Mit seiner nach hinten abgeschrägten Bedienfront erinnert mich das Top ein wenig an alte Dynacord-MV-Powermischer der späten 50er oder frühen 60er Jahre, wozu auch das hübsche piktografische Design passt. „Oh, das sieht ja aus wie ein altes Radio!” war auch öfter zu hören und vor allem „ist der aber hübsch!”. Das sehe ich auch so.

Das Tolex in der Farbe „Levant Green” und die Front in „Vintage Gold” sind ausgesprochen schön und der Bezug sehr sauber verarbeitet. Auf Metallecken oder sonstige Schoner wird dabei verzichtet, daher ist beim Transport Vorsicht geboten. Nach der Klinkeneingangsbuchse und dem Gainregler zur Anpassung des Eingangspegels folgt die Klangregelung. Haben die meisten Röhrenbassamps passive Tonestacks, wie sie im Fender Bassman zu finden sind, oder Baxendall-EQs, wie sie von Ampeg favorisiert werden, findet sich hier ein weitaus ausgefuchsterer EQ.

Alle Klangregler rasten in der Mittelstellung ein, Bässe und Höhen arbeiten mit festen Frequenzen, die beiden Mittenbänder sind jeweils semiparametrisch. In welchem Bereich geregelt wird, legt jeweils ein Schieberegler, auch hier wieder mit charmanter Bebilderung, fest. Über einen Minischalter oder den mitgelieferten Fußschalter kann der gesamte EQ über Relais knackfrei ein- und ausgeschaltet werden.

Um eventuelle Lautstärkeunterschiede auszugleichen, gibt es einen zusätzlichen EQ-Volume-Regler, der auch als Boost/Cut genutzt werden kann. Nach dem Master-Regler folgen satt arbeitende Schalter für Standby und Power. Zwischenfazit bis hierher: ausgeklügelt, aufgeräumt und einfach zu bedienen! So retro der Amp von vorne aussieht, so modern ist er von hinten! Ich liebe stimmungsvolle Fotos von orange glimmenden Röhren in Verstärkern. Auf diesen Anblick muss ich beim LeSuire verzichten, die Rückwand ist bis auf zwei kleine Gitter und den ziemlich mittig platzierten, großen Lüfter komplett abgedeckt.

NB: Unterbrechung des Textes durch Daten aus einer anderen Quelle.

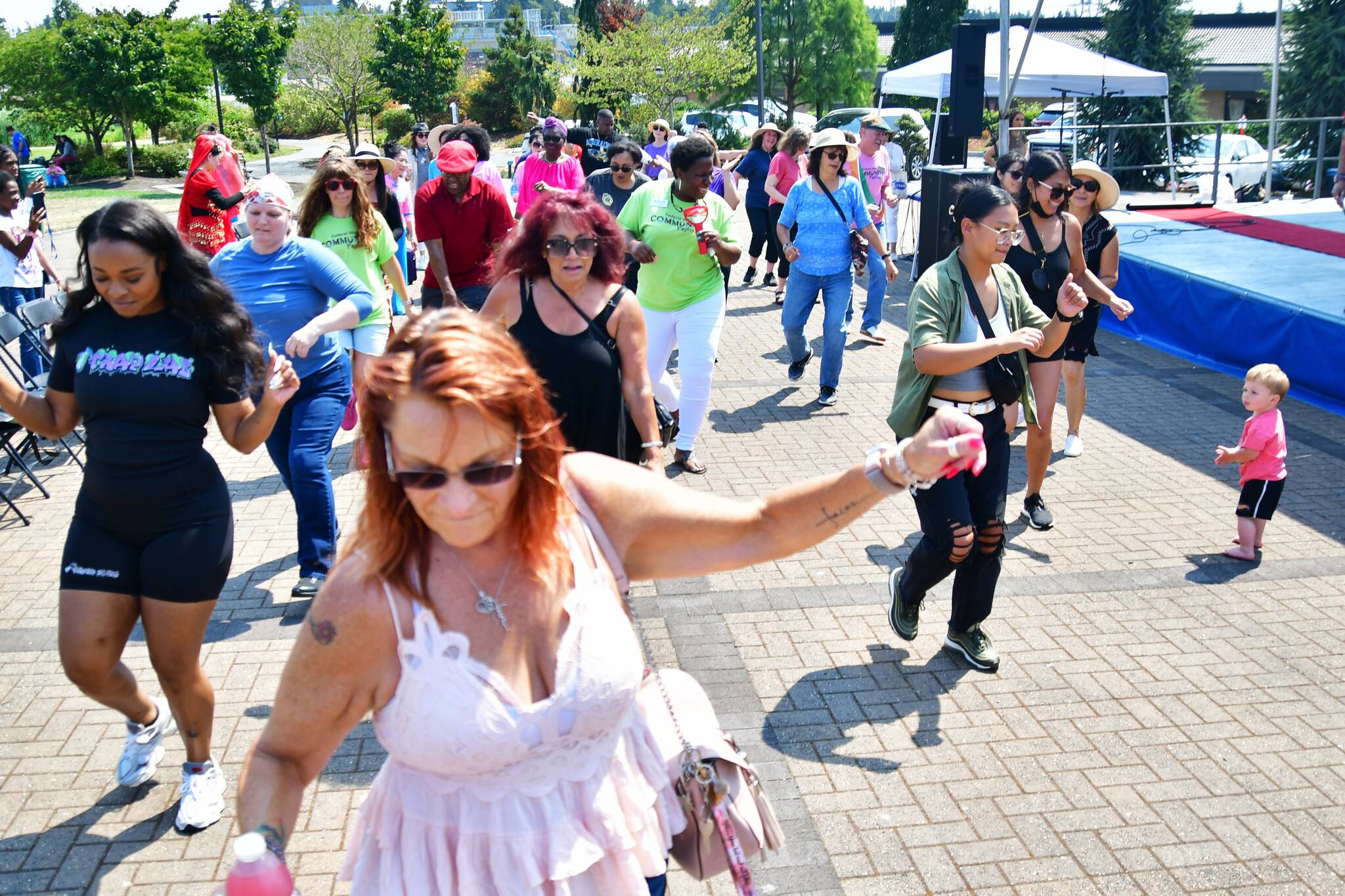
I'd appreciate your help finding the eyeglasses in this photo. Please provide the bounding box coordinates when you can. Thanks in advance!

Die Lüftung ist auch „schuld” daran, dass es keine hübsch glühenden Glaskolben zu sehen gibt: In aufwändigen Simulationen hat sich dieser Luftweg in einem weitgehend geschlossenen Gehäuse als optimal erwiesen.

Ein so geringes Gewicht lässt schon auf ein Schaltnetzteil schließen, und so ist es auch: Ohne Umschalten können am Netzanschluss 85 – 265 Volt anliegen, intern wird die Spannung überwacht und auf einem konstanten Wert gehalten. Daneben finden sich zwei der Ausgangsleistung von 300 Watt entsprechende Neutrik Speakon/Klinken-Kombibuchsen. Zwischen beiden befindet sich die Anzeige des Speaker Fail Monitors.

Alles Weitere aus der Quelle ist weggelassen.